2人とは、1年前に初めて大阪まで、米米CLUBのコンサートに出かけたことがあります。
生まれてはじめてのコンサートだったのですが、米米CLUBがコンサートを3時間ぐらいしてくれて、すごく盛り上がり、見終わったあとも、3人でテンションが上がったまんま、ひとけない夜の街を、歌を歌いながら、なんなら、コーラスまでいれてハモりながら、ノリノリで帰りました。
なので今回も、きっと盛り上がるだろうと、すごく楽しみにしていました。
しかし、なんだろう?
3人ともそんなに盛り上がらずに、
「前のほうがよかったねぇ」
と、言い合いながら帰ることになりました。
このあとすぐ、浪漫飛行がCM曲に使われて米米CLUBは、すごくメジャーになっていきました。なんか大物になりすぎて、遠く感じていきました。

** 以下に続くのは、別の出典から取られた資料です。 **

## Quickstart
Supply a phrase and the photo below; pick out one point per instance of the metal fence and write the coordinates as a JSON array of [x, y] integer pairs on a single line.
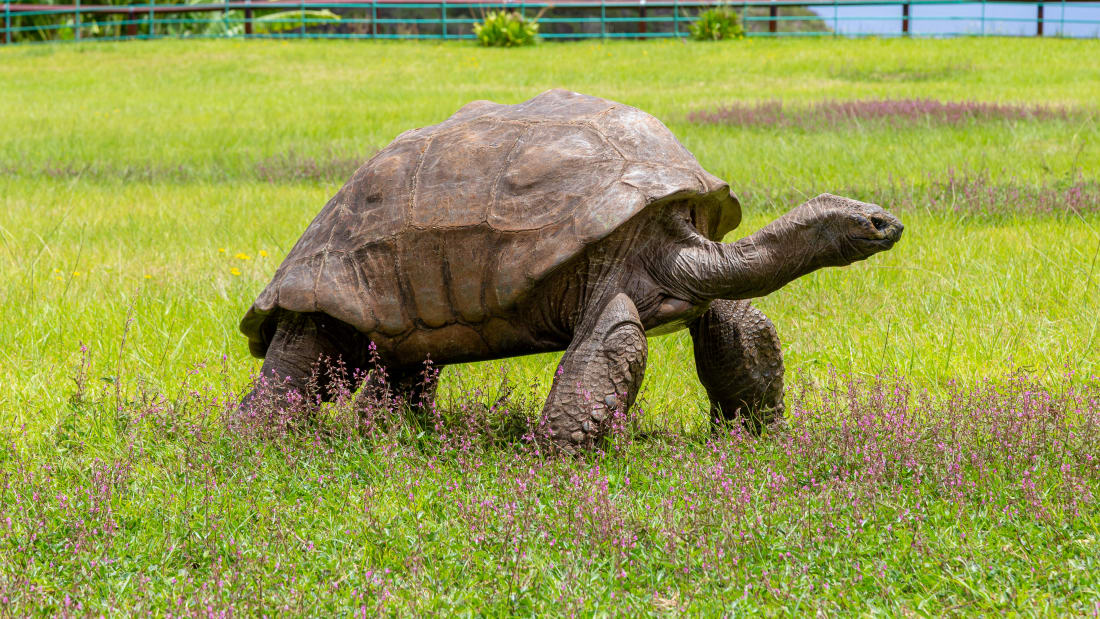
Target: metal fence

(いや、元々遠い存在でしたが、彼らの仲良し感にすごく憧れていて、出来ることなら彼らが知り合ってバンドを組んだ学校に進路を進めたいぐらいに私は、崇拝していました。そんなこと、うちの親は許さなかったでしょうがね。
まぁ、私が進んだ短大には、同じ学舎にデザイン美術があり、そこに所属の彼らはアーティストを目指していたので、学校生活も見ていてとっても自由でした。
やはりクリエイティブなやつらは違う。(笑)米米CLUBのメンバーも、こんな学生生活だったのかも!)
ユカと私はすっかり、タカラヅカにどっぷりハマってしまい、ここからタカラヅカに通う日々を送ります。
4月、私の入学式の日なのに、私たちは
人生2度目のタカラヅカを見に行き、ベルばらを生で見ました。
(私は、入学式後の長唄の鑑賞会を長唄がほんと長すぎて、途中で抜けて宝塚に向かいました。バイタリティーあったのね、私(笑))
これからは、本当に別々の世界に進みますが、付き合いは、まだまだ続いていく私たちです。